I’m just getting started with Azure AI search and I need help with extracting the recordId attribute from my skillset. I want to track which position each text chunk has in the original document.
After the text gets split, the output structure looks something like this:
{'values': [{'recordId': '0', 'data': {'content': 'first chunk text'}}, {'recordId': '1', 'data': {'content': 'second chunk text'}}, {'recordId': '2', 'data': {'content': 'third chunk text'}}]}
I need to capture that recordId value as a field in my index.
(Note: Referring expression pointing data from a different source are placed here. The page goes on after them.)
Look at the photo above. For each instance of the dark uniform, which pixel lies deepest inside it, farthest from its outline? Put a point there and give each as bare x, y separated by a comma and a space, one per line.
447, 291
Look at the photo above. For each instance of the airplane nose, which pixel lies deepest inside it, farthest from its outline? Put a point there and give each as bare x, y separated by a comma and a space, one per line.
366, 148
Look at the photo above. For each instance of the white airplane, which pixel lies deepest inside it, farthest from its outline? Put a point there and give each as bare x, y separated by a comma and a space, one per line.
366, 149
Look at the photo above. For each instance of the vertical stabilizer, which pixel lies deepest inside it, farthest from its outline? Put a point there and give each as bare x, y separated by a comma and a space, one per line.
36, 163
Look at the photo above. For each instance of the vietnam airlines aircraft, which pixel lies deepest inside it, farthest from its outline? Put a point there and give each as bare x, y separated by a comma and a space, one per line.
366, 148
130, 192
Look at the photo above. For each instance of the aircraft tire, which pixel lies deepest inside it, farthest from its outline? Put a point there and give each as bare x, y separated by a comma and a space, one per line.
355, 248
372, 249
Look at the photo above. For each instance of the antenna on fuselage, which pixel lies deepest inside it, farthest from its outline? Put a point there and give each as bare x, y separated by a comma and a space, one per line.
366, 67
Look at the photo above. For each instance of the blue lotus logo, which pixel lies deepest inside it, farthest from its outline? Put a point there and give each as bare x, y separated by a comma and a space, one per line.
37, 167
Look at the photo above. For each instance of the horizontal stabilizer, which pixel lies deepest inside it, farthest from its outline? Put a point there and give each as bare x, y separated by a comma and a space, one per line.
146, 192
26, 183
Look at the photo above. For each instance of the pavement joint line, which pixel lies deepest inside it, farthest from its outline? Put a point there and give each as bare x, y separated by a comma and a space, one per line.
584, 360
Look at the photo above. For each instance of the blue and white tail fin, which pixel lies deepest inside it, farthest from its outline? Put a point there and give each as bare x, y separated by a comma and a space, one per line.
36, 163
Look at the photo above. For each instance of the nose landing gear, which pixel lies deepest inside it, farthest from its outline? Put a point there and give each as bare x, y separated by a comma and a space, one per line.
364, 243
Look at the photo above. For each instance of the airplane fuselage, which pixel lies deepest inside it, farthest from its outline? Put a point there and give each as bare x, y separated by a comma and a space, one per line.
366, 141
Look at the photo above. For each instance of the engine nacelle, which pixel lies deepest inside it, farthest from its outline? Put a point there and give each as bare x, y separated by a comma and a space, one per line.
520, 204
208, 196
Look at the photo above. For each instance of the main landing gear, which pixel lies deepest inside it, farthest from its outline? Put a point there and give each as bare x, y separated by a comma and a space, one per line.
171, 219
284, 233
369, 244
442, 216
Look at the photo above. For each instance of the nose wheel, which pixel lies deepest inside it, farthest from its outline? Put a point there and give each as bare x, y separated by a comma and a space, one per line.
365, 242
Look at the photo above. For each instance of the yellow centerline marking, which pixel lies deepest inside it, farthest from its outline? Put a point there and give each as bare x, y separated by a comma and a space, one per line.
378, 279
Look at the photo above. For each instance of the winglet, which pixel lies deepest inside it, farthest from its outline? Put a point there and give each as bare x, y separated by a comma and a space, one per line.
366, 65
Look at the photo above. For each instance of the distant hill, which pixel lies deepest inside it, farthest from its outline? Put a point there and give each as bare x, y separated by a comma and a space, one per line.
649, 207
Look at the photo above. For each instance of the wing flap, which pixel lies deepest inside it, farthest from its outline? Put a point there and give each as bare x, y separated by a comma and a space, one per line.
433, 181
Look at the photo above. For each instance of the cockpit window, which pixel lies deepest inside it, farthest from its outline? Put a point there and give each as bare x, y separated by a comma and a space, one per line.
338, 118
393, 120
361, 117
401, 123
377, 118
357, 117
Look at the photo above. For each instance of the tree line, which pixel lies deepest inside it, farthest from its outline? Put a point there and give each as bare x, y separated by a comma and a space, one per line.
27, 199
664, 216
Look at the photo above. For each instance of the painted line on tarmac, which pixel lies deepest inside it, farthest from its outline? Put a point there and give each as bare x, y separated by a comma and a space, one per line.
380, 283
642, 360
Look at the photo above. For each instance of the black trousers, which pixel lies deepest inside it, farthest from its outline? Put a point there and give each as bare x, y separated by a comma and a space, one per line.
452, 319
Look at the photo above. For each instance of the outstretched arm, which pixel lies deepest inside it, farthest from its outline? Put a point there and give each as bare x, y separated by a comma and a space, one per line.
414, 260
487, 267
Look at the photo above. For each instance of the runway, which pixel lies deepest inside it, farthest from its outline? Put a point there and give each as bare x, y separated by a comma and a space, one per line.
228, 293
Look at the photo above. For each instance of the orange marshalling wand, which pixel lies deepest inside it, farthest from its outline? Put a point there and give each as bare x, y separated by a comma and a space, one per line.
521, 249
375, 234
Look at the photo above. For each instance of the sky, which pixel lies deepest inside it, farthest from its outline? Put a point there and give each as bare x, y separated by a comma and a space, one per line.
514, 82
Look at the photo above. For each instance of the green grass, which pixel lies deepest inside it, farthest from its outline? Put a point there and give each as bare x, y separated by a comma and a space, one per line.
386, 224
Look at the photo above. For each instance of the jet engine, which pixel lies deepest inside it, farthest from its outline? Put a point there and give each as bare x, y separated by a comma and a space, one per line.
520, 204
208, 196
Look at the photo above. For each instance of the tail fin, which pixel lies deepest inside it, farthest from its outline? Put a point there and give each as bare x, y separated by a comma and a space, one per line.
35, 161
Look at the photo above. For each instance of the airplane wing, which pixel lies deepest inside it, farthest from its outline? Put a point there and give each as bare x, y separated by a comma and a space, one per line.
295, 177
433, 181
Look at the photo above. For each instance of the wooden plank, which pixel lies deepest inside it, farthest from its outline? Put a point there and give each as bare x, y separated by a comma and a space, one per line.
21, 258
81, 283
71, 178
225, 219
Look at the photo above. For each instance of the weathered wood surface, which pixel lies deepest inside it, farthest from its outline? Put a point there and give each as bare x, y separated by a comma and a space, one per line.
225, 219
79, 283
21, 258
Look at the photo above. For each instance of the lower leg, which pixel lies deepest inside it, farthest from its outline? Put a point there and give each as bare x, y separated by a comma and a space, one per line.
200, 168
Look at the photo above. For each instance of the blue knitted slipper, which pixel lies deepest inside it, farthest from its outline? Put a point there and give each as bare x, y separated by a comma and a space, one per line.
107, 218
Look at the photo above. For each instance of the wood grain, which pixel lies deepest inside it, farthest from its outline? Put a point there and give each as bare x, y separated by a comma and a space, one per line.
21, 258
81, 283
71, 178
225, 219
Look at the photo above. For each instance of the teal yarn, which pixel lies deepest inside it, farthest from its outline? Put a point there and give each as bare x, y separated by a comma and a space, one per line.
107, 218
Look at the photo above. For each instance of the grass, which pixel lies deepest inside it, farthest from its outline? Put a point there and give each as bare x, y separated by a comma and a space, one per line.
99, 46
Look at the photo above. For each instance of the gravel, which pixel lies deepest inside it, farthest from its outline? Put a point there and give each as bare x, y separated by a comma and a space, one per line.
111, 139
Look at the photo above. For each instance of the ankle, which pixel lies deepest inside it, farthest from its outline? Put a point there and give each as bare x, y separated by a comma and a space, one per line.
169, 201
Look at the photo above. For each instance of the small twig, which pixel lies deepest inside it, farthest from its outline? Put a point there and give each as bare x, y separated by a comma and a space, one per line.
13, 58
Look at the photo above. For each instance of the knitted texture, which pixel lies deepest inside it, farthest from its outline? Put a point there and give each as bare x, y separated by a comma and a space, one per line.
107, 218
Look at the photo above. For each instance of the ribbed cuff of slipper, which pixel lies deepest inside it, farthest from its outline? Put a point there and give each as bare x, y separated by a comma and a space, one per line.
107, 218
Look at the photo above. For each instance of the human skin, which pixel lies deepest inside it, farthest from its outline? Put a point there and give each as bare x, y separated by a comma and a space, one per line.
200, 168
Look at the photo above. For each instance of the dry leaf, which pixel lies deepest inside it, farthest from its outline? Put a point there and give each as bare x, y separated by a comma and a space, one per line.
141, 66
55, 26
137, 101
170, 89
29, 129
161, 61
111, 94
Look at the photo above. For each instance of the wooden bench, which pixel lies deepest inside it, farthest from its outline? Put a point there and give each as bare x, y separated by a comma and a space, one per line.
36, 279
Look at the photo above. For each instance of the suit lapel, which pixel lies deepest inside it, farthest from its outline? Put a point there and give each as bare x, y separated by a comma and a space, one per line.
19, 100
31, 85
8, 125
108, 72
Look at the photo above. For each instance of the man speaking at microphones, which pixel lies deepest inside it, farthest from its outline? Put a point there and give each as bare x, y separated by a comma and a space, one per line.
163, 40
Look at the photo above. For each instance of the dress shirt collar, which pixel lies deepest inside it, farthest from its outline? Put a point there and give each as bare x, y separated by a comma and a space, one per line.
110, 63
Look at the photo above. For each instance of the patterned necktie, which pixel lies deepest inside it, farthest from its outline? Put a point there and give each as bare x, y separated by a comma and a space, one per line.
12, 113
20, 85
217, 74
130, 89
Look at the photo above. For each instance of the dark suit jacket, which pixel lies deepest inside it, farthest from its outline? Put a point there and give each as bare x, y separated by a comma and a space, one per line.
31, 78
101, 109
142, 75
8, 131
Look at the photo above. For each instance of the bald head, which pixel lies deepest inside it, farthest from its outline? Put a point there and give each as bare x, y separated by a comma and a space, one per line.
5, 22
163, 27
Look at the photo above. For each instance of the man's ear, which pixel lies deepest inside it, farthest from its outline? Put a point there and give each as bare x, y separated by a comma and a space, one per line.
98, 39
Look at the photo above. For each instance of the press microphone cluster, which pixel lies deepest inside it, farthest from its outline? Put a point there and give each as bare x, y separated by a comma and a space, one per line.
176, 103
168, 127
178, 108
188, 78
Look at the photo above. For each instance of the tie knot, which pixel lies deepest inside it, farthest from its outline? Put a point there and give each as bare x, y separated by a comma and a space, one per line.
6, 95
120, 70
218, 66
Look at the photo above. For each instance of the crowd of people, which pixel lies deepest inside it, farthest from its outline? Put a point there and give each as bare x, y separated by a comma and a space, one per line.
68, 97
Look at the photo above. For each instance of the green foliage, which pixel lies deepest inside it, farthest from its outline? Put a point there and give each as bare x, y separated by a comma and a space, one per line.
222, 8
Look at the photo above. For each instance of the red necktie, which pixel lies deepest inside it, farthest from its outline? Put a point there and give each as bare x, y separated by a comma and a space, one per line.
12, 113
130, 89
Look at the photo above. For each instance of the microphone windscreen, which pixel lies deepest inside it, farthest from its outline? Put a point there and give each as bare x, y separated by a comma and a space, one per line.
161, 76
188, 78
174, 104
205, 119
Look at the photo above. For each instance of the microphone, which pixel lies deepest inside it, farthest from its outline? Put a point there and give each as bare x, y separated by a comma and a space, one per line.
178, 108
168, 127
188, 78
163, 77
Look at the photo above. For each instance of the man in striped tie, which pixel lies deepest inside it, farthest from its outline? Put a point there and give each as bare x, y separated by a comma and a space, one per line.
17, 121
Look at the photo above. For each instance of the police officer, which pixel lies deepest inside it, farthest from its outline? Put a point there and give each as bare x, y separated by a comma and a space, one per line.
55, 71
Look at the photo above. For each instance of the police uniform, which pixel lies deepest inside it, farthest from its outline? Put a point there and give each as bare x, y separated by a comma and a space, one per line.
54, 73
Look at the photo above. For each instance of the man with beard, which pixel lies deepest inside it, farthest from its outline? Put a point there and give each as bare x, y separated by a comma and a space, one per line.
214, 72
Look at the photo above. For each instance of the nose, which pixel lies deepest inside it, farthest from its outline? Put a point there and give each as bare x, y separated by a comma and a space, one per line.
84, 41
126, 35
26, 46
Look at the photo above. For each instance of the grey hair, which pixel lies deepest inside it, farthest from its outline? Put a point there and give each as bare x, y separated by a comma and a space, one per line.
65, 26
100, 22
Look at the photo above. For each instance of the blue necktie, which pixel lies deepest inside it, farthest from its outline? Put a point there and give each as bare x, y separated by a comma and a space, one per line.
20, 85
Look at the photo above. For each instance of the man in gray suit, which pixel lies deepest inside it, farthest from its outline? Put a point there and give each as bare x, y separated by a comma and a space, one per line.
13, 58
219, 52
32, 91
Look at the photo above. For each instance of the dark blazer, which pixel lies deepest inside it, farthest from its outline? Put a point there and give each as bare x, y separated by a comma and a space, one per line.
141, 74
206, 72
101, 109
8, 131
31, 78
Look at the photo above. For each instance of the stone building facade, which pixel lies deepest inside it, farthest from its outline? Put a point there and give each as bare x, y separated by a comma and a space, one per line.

Here’s my current skillset configuration:
{
"name": "document-processing-skillset",
"description": "Split documents into chunks and create embeddings",
"skills": [
{
"@odata.type": "#Microsoft.Skills.Text.SplitSkill",
"name": "#1",
"description": "Chunk documents using split skill",
"context": "/document",
"inputs": [
{
"name": "text",
"source": "/document/content"
}
],
"outputs": [
{
"name": "textItems",
"targetName": "chunks"
}
],
"defaultLanguageCode": "en",
"textSplitMode": "pages",
"maximumPageLength": 1500,
"pageOverlapLength": 300,
"unit": "characters"
}
],
"indexProjections": {
"selectors": [
{
"targetIndexName": "my-document-index",
"parentKeyFieldName": "parent_id",
"sourceContext": "/document/chunks/*",
"mappings": [
{
"name": "text_content",
"source": "/document/chunks/*"
},
{
"name": "document_title",
"source": "/document/metadata_title"
}
]
}
]
}
}
How can I add the recordId to my field mappings?